Deze kenmerken zijn voor alle gemeenten bekend, ook voor de gemeenten die de enquête niet hebben ingestuurd. De achtergrondkenmerken worden gebruikt als hulpvariabelen om de ontbrekende enquêtedata (de doelvariabele) te kunnen invullen (imputeren). Naast deze twee kenmerken wordt ook het wel of niet uitvoeren van tegenprestaties als hulpvariabele gebruikt bij het imputeren van het aantal uitgevoerde tegenprestaties. Dit kenmerk is enkel bekend van responderende gemeenten.

De twee achtergrondkenmerken zijn op basis van inhoudelijke gronden en ervaring uit de voorgaande onderzoeken gekozen. Met behulp van verkennende analyses (correlaties, chikwadraattoetsen en variantieanalyses) gebaseerd op gemeenten waarvan alle informatie bekend is, is geconcludeerd dat deze kenmerken de beste bijdrage leveren aan het imputatieproces.

De imputatie van de ontbrekende waarden op basis van een donorgemeente is 50 keer uitgevoerd. In totaal heeft dit geleid tot 50 volledig gevulde datasets plus de originele dataset. Bij elke imputatieronde is opnieuw een donorgemeente gezocht, waardoor de geïmputeerde datasets van elkaar verschillen. Voor elke dataset is een populatietotaal voor de doelvariabele geschat. De uiteindelijke schatting van de aantallen is het gemiddelde van de 50 schattingen. Bij de imputatie van de ontbrekende waarden op basis van een donorgemeente zijn geen gemeenten uitgesloten. De reden hiervan is dat er geen gemeente als uitbijter is beschouwd.

Stap 3: Onzekerheidsmarges berekenen

Omdat de aantallen die in deze publicatie gepresenteerd worden voor een deel geschat zijn, hebben de uitkomsten een bepaalde onzekerheidsmarge.

Op basis van de spreiding in de 50 verschillende schattingen kan een onzekerheidsmarge worden bepaald voor de uiteindelijke schatting van het aantal tegenprestaties. Om uitspraken te kunnen doen over de nauwkeurigheid van de schattingen zijn de marge en relatieve marge als volgt berekend:

\[Marge = \sqrt{\left( \frac{\sum(y-\bar{y})^{2}}{n-1} \right) * (1 + \frac{1}{n})} * 1,96\]

Waarbij:
y = schatting in geïmputeerde dataset
ӯ = gemiddelde aantal van alle schattingen (puntschatting)
n = aantal imputaties

De marges zijn vervolgens gebruikt om een 95%-betrouwbaarheidsinterval voor de schatting te construeren. Het 95%- betrouwbaarheidsinterval geeft een indicatie dat, bij veelvuldig herhalen van de imputatieprocedure (meerdere keren 50 datasets schatten), de werkelijke aantallen in 95 procent van de herhalingen binnen de geschatte range van de puntschatting liggen.
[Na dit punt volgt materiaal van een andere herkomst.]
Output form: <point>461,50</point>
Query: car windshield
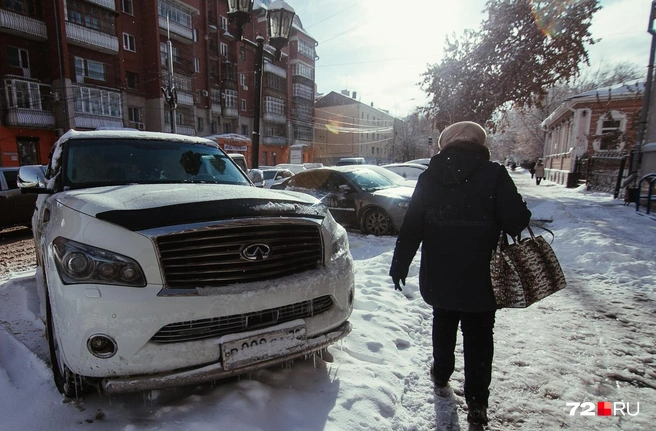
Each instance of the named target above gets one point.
<point>99,162</point>
<point>269,175</point>
<point>369,180</point>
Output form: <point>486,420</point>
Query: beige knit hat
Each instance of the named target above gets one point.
<point>464,131</point>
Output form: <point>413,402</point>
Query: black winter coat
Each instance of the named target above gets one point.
<point>459,206</point>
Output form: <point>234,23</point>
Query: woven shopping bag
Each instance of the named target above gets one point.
<point>525,271</point>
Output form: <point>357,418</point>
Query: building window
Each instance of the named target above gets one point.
<point>17,57</point>
<point>274,105</point>
<point>90,16</point>
<point>300,90</point>
<point>127,7</point>
<point>230,100</point>
<point>302,69</point>
<point>23,94</point>
<point>129,44</point>
<point>175,13</point>
<point>97,102</point>
<point>132,80</point>
<point>134,115</point>
<point>306,48</point>
<point>89,69</point>
<point>611,134</point>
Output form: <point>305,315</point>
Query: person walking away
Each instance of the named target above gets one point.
<point>539,172</point>
<point>458,209</point>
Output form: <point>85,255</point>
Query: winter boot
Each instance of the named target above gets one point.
<point>477,414</point>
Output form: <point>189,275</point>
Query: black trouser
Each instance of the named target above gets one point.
<point>478,343</point>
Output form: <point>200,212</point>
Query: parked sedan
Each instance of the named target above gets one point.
<point>274,176</point>
<point>409,171</point>
<point>356,196</point>
<point>16,209</point>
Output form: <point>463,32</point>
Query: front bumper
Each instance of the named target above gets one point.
<point>216,371</point>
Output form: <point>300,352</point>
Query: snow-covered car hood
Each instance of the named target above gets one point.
<point>143,206</point>
<point>400,192</point>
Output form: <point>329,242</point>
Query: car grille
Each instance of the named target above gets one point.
<point>213,256</point>
<point>215,327</point>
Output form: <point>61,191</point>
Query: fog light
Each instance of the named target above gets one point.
<point>102,346</point>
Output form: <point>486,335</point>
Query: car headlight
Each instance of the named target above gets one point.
<point>80,263</point>
<point>339,238</point>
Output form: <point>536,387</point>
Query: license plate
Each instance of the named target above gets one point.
<point>262,346</point>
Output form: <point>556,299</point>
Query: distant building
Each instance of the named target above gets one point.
<point>604,120</point>
<point>345,127</point>
<point>85,64</point>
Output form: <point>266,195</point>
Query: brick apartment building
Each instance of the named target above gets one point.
<point>85,64</point>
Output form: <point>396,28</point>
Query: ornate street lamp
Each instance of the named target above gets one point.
<point>280,16</point>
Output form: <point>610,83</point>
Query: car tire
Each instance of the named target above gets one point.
<point>376,222</point>
<point>70,385</point>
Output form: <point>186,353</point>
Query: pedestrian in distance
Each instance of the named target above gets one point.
<point>531,169</point>
<point>539,172</point>
<point>459,207</point>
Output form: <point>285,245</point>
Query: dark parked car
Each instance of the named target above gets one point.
<point>356,196</point>
<point>16,209</point>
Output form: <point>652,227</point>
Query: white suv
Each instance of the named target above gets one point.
<point>160,264</point>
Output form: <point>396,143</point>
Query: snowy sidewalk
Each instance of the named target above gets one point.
<point>592,342</point>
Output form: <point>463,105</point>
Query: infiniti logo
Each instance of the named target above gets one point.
<point>256,252</point>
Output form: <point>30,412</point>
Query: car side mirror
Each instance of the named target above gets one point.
<point>256,176</point>
<point>32,180</point>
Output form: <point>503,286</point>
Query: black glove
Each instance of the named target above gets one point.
<point>397,282</point>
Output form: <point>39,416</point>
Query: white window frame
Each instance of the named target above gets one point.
<point>127,4</point>
<point>94,101</point>
<point>21,53</point>
<point>84,68</point>
<point>129,42</point>
<point>134,114</point>
<point>23,94</point>
<point>230,99</point>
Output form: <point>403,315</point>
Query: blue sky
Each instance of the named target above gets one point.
<point>380,50</point>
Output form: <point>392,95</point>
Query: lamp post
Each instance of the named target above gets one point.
<point>394,126</point>
<point>280,16</point>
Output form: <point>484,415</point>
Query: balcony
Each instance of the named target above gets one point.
<point>93,39</point>
<point>107,4</point>
<point>178,32</point>
<point>274,140</point>
<point>19,117</point>
<point>181,129</point>
<point>271,117</point>
<point>276,70</point>
<point>185,98</point>
<point>90,121</point>
<point>21,25</point>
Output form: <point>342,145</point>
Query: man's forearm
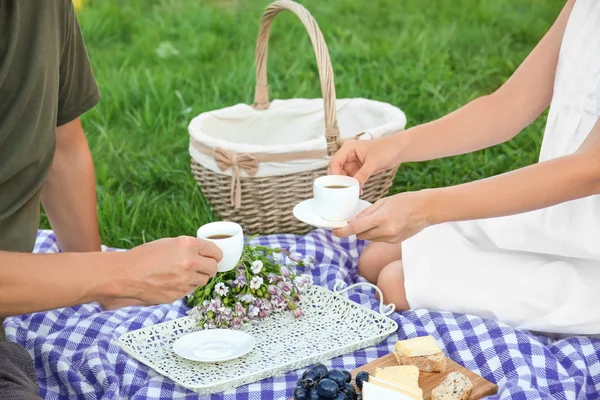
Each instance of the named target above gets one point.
<point>534,187</point>
<point>77,278</point>
<point>69,193</point>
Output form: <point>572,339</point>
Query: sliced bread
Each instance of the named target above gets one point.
<point>422,352</point>
<point>456,386</point>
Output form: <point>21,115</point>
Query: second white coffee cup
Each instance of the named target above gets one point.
<point>229,237</point>
<point>336,197</point>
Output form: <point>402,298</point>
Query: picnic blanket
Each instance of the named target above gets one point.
<point>75,357</point>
Dit betekent dat er een kleine kans is dat het werkelijke aantal tegenprestaties hoger of lager dan dit interval is. Hoe breder het interval, hoe minder nauwkeurig de schatting is. De relatieve marge is berekend door de marge te delen door de puntschatting.
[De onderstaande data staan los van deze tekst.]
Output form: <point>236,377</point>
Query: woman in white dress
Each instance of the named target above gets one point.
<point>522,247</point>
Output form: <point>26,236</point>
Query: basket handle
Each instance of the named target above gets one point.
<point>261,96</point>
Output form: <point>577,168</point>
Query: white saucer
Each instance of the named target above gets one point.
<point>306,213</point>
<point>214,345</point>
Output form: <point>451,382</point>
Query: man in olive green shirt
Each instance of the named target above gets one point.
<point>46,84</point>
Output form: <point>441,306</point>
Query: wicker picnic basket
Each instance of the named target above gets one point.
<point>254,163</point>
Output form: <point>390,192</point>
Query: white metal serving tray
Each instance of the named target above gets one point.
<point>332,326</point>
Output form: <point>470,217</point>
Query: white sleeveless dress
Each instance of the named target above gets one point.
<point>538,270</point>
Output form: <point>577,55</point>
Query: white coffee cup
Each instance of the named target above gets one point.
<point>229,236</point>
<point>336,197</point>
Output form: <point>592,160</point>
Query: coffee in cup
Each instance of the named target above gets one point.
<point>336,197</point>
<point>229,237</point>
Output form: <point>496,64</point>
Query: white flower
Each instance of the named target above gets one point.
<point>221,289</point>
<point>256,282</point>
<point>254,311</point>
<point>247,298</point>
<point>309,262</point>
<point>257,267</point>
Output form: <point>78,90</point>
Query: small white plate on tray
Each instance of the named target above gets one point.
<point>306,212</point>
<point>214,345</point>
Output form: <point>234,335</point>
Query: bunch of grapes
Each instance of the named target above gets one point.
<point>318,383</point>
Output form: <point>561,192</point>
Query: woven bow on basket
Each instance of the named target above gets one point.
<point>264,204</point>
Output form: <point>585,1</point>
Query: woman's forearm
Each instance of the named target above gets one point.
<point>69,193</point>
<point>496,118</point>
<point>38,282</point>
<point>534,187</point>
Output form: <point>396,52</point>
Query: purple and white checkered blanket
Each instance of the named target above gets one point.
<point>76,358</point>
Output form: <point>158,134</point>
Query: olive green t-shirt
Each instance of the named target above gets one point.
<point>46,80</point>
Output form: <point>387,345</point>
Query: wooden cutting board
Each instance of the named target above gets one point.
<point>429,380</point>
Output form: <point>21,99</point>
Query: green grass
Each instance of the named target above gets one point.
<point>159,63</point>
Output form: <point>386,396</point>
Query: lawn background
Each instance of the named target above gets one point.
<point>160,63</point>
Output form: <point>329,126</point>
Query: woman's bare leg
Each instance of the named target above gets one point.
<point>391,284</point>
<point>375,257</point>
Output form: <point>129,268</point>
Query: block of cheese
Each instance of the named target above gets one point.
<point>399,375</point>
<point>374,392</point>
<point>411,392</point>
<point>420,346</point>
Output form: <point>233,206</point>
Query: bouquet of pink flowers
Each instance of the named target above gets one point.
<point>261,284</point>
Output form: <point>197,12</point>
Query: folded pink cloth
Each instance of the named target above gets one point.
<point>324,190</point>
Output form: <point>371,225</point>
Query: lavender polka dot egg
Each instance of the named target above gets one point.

Om te bepalen of de schattingen betrouwbaar zijn, wordt naast de marges ook gekeken naar het waardenbereik van de doelvariabelen. Een klein aantal verschillende waarden met daarbij een grote spreiding, maakt het moeilijker om een betrouwbaar model samen te stellen waarmee kan worden bijgeschat voor de non-respons.

2.3 Gebruikte bronnen

Naast de gegevens die uit de enquête beschikbaar zijn gekomen, is in de analyses ook gebruik gemaakt van het inwoneraantal per gemeente (gemeentegrootte) als hulpvariabele. De gegevens zijn ontleend aan tabellen op gemeenteniveau die zijn gepubliceerd op CBS StatLine 2).

Verder wordt bij het beschrijven van de resultaten verwezen naar het aantal personen tot de AOW-leeftijd met een algemene bijstandsuitkering in maart 2024. Ook deze informatie is afkomstig van CBS StatLine 3).